The FOMC just ended on 16 March 2022. Fed raised the Fed Funds Rate by a quarter of a percent and penciled in 6 more hikes for the year. And just 5 days after that on 21 March 2022, Jerome Powell sent the bonds markets down again with this message.

""If we conclude that it is appropriate to move more aggressively by raising the federal funds rate by more than 25 basis points at a meeting or meetings, we will do so"

That tone is certainly a notch more hawkish than just a couple of days ago. Perhaps, they are finally acknowledging that they are behind the curve.
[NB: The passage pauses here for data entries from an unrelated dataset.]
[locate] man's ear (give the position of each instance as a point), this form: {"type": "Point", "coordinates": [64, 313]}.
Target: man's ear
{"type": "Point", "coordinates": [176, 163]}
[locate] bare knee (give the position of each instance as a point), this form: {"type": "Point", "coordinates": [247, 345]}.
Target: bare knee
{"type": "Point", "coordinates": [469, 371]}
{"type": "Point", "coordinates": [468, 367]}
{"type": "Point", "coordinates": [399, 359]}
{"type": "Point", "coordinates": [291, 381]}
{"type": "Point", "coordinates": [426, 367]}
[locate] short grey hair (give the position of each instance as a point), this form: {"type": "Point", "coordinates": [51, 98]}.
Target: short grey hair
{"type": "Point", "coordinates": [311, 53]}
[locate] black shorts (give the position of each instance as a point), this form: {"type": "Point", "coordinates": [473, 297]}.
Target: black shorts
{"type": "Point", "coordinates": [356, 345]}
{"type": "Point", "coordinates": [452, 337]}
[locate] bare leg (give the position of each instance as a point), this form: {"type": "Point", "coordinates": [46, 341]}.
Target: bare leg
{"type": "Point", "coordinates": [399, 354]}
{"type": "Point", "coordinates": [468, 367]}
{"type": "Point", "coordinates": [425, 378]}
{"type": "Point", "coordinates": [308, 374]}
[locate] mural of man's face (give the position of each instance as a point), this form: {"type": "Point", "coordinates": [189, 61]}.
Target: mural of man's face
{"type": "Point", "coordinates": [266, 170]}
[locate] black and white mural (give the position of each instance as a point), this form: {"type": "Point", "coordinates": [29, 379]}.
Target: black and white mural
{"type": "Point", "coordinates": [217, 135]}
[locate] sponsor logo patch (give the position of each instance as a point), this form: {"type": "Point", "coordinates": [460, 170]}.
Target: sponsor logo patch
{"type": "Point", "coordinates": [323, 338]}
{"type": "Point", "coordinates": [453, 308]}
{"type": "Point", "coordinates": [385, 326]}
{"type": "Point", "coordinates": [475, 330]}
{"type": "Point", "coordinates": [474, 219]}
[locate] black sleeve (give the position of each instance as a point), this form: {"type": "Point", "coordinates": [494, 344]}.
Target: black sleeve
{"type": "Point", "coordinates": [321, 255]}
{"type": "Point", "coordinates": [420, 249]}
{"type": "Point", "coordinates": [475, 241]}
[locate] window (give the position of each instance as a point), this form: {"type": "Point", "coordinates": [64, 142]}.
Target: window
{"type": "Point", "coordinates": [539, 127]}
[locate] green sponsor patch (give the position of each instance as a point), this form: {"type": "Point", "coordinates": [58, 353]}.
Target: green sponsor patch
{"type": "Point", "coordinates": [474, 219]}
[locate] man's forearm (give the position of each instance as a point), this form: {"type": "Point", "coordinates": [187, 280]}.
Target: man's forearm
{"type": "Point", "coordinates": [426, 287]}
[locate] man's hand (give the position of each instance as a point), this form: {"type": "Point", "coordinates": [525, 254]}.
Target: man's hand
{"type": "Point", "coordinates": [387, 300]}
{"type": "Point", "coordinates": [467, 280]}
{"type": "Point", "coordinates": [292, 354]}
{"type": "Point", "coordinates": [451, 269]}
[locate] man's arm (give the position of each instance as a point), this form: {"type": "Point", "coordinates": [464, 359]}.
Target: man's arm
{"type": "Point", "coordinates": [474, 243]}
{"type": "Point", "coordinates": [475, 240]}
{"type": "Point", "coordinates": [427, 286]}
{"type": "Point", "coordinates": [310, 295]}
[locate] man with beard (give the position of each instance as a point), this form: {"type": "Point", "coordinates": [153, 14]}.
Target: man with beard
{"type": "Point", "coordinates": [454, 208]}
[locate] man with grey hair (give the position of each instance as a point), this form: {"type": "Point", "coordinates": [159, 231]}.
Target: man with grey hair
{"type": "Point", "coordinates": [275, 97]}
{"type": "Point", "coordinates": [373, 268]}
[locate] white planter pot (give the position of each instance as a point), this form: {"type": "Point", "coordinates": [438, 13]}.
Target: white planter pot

But that said since when was Fed ever ahead of the curve or even in time?


This is what the Fed Funds Rate expectations look like now as implied by where the Fed Funds Futures is trading.

Fed Funds Rate Expectations (22 March 2022)
Fed Funds Rate Expectations (22 March 2022)

If this stands, then we could be looking at at least one 0.5% hike and possibly two 0.5% hikes over the next two FOMC. And at year-end, we are now looking at 2.5% instead, an equivalent of 9 quarter-point hikes for the year.


And this is how the expected Fed Funds rate has moved since the FOMC on 16 March 2022.


Fed Funds Implied Rate Changes
Fed Funds Implied Rate Changes

With heightened inflation and fallout from the Ukraine-Russia war in the background, Fed is definitely not in an enviable position. Raising interest rates more rapidly to control spiraling inflation without strangling growth and starting a recession - Can that even be done when there are external sources beyond their control that are fuelling it and that they are already late in mitigating it?


The next Core PCE Index release is on 31 March 2022. Let's see where we are heading.